Tão ou mais importante do que acompanhar desvios e desvãos de todos os movimentos, até do próprio jornal, será verificar como as lideranças evoluem e involuem em suas trajetórias. Tome-se o Lula, personagem quase central da narrativa, e a criação do PT, a 10 de fevereiro de 1980, no Colégio Sion, em São Paulo.
Naqueles idos o já nacionalmente conhecido líder sindical atravessava o rubicão das campanhas salariais e reivindicatórias para ingressar na selva político-partidária. Vale citar alguns conceitos por ele expressos na primeira Convenção Nacional da legenda, em auditório do Senado Federal:
“O PT nasce da consciência que os trabalhadores conquistaram de que não podem ser massa de manbra de políticos da burguesia. Não seremos, jamais, um partido de crentes ou de ateus. Para nós, a divisão é outra, entre os que estão do lado da libertação e os que estão do lado da opressão. O PT jamais representará os interesses do capital. (...) Qual a ideologia do PT? Sabemos que o mundo caminha para o socialismo. Queremos uma sociedade sem exploradores. Queremos mudar a relação entre capital e trabalho. Queremos que os trabalhadores sejam donos dos meios de produção e dos frutos de seu trabalho. Essa é uma sociedade socialista. (...) O PT não será um partido social-democrata interessado em buscar paliativos para as desigualdades do capitalismo.”

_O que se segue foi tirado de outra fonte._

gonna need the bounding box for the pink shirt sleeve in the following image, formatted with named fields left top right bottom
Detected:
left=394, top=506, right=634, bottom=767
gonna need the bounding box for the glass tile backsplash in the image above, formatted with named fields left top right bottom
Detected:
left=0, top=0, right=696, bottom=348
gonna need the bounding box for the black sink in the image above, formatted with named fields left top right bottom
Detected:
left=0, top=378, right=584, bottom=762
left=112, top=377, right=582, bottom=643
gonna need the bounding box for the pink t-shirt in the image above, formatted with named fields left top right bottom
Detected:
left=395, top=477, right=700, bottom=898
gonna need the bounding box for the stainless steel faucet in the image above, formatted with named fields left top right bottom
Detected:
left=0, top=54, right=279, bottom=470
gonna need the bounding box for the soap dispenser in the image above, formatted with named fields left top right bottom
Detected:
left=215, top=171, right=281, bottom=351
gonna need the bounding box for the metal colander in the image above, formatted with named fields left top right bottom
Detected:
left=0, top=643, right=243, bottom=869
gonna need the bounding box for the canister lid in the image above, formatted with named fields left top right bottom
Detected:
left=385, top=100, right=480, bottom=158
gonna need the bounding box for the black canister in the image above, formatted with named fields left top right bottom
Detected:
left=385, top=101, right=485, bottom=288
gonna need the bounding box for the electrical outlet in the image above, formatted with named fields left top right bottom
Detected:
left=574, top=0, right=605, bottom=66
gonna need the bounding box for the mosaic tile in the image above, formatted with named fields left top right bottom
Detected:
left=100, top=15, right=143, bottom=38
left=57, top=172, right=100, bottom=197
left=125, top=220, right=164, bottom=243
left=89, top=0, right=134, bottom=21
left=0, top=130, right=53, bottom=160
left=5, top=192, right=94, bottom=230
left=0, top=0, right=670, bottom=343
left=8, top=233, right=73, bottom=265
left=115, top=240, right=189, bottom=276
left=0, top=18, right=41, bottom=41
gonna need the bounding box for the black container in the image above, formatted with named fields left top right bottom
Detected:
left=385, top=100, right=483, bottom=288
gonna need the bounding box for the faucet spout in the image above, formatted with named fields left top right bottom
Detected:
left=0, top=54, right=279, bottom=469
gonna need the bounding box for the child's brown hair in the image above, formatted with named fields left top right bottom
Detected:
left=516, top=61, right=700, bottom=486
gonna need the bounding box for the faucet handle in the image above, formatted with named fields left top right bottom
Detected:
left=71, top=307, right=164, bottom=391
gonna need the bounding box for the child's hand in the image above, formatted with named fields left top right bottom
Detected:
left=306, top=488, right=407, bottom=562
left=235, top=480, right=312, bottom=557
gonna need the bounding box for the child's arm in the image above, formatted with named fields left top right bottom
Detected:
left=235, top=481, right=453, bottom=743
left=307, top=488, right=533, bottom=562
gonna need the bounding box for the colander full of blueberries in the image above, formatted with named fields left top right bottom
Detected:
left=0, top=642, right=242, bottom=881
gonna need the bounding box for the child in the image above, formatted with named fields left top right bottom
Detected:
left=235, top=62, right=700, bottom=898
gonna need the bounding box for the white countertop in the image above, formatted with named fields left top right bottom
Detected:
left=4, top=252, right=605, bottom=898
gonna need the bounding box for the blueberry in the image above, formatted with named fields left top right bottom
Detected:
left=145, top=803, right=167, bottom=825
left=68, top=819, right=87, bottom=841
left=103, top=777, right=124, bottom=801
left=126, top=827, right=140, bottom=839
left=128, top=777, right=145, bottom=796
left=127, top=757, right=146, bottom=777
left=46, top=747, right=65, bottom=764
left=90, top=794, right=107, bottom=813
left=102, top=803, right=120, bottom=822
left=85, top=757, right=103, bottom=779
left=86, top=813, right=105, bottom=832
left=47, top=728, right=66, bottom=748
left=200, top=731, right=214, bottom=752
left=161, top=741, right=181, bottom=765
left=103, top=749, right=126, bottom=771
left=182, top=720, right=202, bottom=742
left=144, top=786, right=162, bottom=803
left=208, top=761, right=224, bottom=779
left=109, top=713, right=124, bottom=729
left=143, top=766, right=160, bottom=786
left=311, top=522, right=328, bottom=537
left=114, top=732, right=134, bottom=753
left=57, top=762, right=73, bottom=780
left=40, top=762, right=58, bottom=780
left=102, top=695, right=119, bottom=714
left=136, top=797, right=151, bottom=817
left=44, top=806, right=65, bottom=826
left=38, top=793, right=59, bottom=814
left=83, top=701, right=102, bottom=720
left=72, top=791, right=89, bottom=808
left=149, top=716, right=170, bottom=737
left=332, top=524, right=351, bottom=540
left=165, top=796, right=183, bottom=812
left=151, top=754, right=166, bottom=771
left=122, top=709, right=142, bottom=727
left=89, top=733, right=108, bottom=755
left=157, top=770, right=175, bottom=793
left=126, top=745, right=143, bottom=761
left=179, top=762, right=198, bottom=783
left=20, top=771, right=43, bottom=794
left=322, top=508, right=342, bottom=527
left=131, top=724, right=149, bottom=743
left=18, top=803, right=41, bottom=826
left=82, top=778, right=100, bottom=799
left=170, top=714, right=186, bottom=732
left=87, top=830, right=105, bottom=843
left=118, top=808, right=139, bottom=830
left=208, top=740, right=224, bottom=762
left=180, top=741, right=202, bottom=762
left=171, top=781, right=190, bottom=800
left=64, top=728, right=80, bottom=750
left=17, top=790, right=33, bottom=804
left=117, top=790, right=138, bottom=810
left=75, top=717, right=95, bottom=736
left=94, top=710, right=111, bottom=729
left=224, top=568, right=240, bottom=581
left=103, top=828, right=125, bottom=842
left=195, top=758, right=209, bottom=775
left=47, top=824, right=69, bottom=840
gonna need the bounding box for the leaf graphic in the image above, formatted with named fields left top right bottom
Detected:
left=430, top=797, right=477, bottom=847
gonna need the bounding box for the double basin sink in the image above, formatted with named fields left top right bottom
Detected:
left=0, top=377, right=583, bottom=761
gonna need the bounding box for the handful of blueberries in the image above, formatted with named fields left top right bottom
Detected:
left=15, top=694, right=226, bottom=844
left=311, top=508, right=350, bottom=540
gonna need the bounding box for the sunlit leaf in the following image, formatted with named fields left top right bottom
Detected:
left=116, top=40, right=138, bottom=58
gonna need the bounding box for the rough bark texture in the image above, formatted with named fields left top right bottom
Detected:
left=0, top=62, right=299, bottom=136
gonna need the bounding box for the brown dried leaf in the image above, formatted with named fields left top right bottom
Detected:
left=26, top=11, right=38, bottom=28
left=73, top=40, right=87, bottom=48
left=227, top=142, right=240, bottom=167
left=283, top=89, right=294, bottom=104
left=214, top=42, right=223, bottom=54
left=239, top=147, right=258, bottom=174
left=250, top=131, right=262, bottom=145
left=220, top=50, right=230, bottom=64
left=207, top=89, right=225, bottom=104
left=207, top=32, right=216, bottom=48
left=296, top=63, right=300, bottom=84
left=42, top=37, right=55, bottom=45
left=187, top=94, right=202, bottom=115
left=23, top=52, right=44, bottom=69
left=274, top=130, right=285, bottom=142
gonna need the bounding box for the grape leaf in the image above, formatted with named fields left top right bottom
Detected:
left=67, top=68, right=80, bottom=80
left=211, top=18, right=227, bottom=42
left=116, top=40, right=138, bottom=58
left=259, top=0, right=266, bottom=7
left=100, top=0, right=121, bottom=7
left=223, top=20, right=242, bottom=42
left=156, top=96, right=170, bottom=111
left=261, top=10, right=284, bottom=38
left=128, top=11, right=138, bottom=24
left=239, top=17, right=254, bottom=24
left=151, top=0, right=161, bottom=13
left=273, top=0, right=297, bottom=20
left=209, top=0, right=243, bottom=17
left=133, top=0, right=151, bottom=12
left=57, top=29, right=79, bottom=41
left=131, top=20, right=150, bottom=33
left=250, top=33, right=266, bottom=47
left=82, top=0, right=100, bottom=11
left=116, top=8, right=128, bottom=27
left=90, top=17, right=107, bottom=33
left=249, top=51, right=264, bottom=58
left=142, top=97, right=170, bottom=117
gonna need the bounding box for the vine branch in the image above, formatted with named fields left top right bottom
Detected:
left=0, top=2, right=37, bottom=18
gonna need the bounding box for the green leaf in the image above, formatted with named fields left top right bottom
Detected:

Quem te viu, quem te vê. Tanto o Lula quanto o PT transmudaram-se em ritmo invulgar. Da assinatura da “Carta aos Brasileiros”, renegando os postulados da criação do PT e aderindo ao neoliberalismo, aos tempos atuais, a distância é tão grande quanto os trajetos hoje feitos pelo ex-presidente, ao redor do mundo, em jatinhos de empresários e empreiteiros, para faturar 300 mil reais em cada palestra, das múltiplas que pronuncia. Claro que o Lula é dono dos frutos do seu trabalho, mas não é o de torneiro-mecânico. Seus objetivos ficam longe daqueles anunciados para os trabalhadores. Paliativos para as desigualdades do capitalismo tem sido o bolsa-família e similares, ao tempo em que do lado da libertação ele não parece estar. Talvez do outro, da opressão.
Quanto ao Partido dos Trabalhadores, quanta desilusão. Transformou-se no partido dos mensalões, dos aloprados e dos aferrados aos DAS. Para não falar dos feudos conquistados na administração federal e do gradativo desinteresse de suas bancadas por projetos sociais, fixadas exclusivamente em nomeações e na ocupação de cargos públicos. Talvez por isso os inspiradores do discurso acima referido do Lula já o tenham abandonado faz muito: Francisco Weffort e frei Beto...
Carlos Chagas.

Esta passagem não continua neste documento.